Dear all,

Heads-up for anyone running 25.11.2 with cgroup/v2 + jobacct_gather/cgroup: there's a regression in the recent series that effectively disables memory.peak accounting for every task after the first one per slurmstepd.

The commit is f2d05c08e6 ("cgroup/v2 - Remove static qualifier from variable", ticket 23646, cherry-picked from e1835a1602). It dropped static from memory_peak_interface in cgroup_p_task_get_acct_data while leaving interfaces_checked static. The function now looks like:

bool memory_peak_interface = false;
static bool interfaces_checked = false;

...
if (!interfaces_checked) {
      memory_peak_interface = cgroup_p_has_feature(CG_MEMCG_PEAK);
      interfaces_checked = true;
}
...
if (memory_peak_interface) {
      common_cgroup_get_param(..., "memory.peak", ...);
}

interfaces_checked persists across calls; memory_peak_interface no longer does. So the feature-probe block runs exactly once. From the second call onward memory_peak_interface is a fresh stack-local set to false, and the memory.peak read in the second if is skipped. stats->memory_peak ends up INFINITE64 for every task except the first one ever sampled.

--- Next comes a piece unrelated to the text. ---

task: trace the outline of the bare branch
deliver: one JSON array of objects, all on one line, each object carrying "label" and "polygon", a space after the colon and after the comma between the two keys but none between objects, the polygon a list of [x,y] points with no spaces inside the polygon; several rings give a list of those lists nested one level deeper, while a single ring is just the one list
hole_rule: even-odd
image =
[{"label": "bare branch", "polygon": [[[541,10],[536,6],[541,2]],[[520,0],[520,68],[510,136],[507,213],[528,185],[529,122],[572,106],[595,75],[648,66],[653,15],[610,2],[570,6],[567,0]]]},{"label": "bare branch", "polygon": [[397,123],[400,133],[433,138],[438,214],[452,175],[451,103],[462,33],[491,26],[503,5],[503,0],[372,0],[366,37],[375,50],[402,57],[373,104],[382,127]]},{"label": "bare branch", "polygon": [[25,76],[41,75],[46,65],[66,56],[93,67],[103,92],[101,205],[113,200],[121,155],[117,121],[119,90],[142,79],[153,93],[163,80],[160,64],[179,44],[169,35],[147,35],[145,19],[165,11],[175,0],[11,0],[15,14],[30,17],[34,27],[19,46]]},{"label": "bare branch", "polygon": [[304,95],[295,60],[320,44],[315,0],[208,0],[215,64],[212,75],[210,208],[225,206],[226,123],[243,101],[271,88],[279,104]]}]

User-visible effect: MaxRSS in sacct stops reflecting the kernel-tracked peak and falls back to polling memory.current — which, at typical jobacct_gather intervals, routinely misses short-lived peaks. Which is of course exactly the problem memory.peak was added to solve (see the 2024 thread that prompted the original implementation: https://groups.google.com/g/slurm-users/c/BX1_4bztrJA).

One-line fix is to put static back on memory_peak_interface. Or, arguably more robust, drop the interfaces_checked cache entirely and run the feature probe on every call — the cost is one access()-equivalent per accounting poll, basically free.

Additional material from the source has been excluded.